Myanmar'ın Arakan eyaletinde, ordu ve Budist milliyetçilerin katliamlara maruz kalan Müslümanlar, sığındıkları kamp ve köylerde zor şartlarda yaşama tutunmaya çalışıyor.
Myanmar devleti ve Budist milliyetçilerin saldırıları dolayısıyla 700 binden fazla kişi, evlerini terk etmek zorunda kaldı. Arakan'da kalanların büyük bölümü Sittwe'de Müslümanların yoğun olduğu Ohn Taw Gyi South, Ohn Taw Gyi North bölgelerine, bir kısmı da civar köylere ve Aung Mingalar Quarter, Montinya, Saytama Giyi, Bawdupa, Khangu Dar Ka, Mansi, Darpine, Theat Kay Pyin kamplarına yerleştirildi.
ÖZEL İZİN BELGESİ
Abluka altındaki kamplarda Müslümanların giriş ve çıkışlarına sıkı kontrol ile ve arama sonunda izin veriliyor. Bu bölgelere girmek isteyen yabancılar özel izin belgesi alıyor.
Arakan'daki köylere sığınan ve adeta ölüme terk edilen Müslümanlar bambu, naylon ve hasırdan yaptıkları 40-50 metrekarelik derme çatma barakalarda yaşam mücadelesi veriyor.
Sarminya Köyü sorumlusu Nurullah Hakim, AA muhabirine yaptığı açıklamada, Myanmar Devleti ile Budistler tarafından yerlerinden, yurtlarından, köylerinden çıkarılan Müslümanların bu bölgeye sürüldüğünü söyledi.
Köylerine sonradan yerleşenlerle beraber 964 ailenin çok zor şartlarda ve yoksulluk içinde hayatta kalma mücadelesini verdiğini ifade eden Hakim, şöyle dedi:
"6 senedir Myanmar Devleti'nden bir tek yetkili buraya gelmedi. Bizi ablukaya aldılar. Abluka altındaki bölgeden çıkmamızı yasakladılar. Burada iş olmadığı için dışarı çıkıp çalışmaya da çocuklarımızın okuyabileceği bir okul yapmamıza da izin vermiyorlar. Hastalarımızın tedavi olabileceği ne bir sağlık kuruluşu ne de hastanemiz var."
İslam alemi başta olmak üzere dünyaya çağrıda bulunan Hakim, "Barış içerisinde yaşayıp barış içerisinde ruhumuzu teslim etmek istiyoruz. Ama ne yazık ki Myanmar Devleti ve Budistler bizi rahat bırakmıyor. Dedelerimizin kimlikleri vardı ama bugün kimliğimiz yok. Bize kimlik vermiyorlar. Hatta dışarıda bir yerde 'Rohingyalıyım' dediğimizde tutuklanıyoruz." ifadelerini kullandı.
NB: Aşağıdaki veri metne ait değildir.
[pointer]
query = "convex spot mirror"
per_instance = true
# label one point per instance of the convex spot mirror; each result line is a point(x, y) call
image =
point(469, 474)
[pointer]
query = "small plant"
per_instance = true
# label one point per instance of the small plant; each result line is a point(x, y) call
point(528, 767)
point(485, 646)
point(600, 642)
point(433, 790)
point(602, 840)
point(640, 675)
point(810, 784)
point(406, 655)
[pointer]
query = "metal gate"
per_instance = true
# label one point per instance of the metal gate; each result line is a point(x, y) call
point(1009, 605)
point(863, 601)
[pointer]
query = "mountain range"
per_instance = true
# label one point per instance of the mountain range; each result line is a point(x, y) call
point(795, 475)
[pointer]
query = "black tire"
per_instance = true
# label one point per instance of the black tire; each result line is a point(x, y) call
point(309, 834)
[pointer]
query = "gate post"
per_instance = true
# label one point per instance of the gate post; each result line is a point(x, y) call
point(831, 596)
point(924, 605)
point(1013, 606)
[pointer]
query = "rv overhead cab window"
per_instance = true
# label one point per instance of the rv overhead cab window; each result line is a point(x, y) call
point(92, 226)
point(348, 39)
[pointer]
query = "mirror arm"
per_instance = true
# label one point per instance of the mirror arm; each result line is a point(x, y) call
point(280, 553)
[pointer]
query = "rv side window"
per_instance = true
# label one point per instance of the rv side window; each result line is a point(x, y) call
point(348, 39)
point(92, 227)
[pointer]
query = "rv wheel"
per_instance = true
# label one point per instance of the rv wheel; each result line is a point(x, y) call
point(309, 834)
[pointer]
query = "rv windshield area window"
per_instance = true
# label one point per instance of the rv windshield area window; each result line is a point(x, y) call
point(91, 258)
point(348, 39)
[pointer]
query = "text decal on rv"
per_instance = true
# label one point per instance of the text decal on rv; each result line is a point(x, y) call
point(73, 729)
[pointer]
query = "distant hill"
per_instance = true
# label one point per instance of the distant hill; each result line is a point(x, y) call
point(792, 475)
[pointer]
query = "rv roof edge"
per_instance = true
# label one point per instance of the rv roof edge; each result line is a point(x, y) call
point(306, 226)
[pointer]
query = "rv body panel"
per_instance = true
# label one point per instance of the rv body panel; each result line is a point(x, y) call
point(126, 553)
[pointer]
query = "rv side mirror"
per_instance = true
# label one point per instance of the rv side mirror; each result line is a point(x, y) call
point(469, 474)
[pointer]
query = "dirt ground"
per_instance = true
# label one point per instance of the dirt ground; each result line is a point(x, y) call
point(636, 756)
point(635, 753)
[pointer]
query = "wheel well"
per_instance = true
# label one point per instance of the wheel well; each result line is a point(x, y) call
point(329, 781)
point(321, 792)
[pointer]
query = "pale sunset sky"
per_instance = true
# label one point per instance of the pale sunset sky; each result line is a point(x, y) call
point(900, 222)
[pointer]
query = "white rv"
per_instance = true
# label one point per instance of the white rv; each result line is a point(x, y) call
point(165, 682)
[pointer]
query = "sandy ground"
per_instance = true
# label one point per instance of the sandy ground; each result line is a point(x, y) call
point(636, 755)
-"Balık tutmayı dahi yasakladılar"
Geçimlerini sağlamak için nehirlerinde balıkçılık yaptıklarını vurgulayan Hakim, devletin bunu da yasakladığını aktardı.
Hakim, şunları kaydetti:
"Geçen seneye kadar nehirlerimizde balıkçılık yapıyorduk. Artık ona da müsaade etmiyorlar. Çok zor şartlar altında yaşamaya çalışıyoruz. Özellikle Türkiye'ye, uluslararası yardım kuruluşlarına bizi unutmadıkları için teşekkür ederiz. Dışarıdan gelen yardımlar olmazsa burada yaşamamız çok zor. Allah bize, İslam ümmetine yardım etsin."
Bölgedeki Müslümanlara yardım dağıtan Cansuyu Derneği Arakan Yardımları Koordinatörü Bayram Numan Köksal, Kurban Bayramı'nda abluka altındaki bölgelerde Müslümanlara kurban eti dağıttıklarını, ihtiyaç olan yerlerde su kuyusu açtıklarını söyledi.
Dernek yardımlarının süreceğine işaret eden Köksal, "Cansuyu derneği olarak Türkiye'den bize verilen kurbanları burada kesip 5 binden fazla aileye dağıttık. Kuruluşlarının yaptığı yardımlar bir nebze olsun gönüllere su serpmektedir. Bu da buradaki Müslümanların sorununu çözmez." diye konuştu.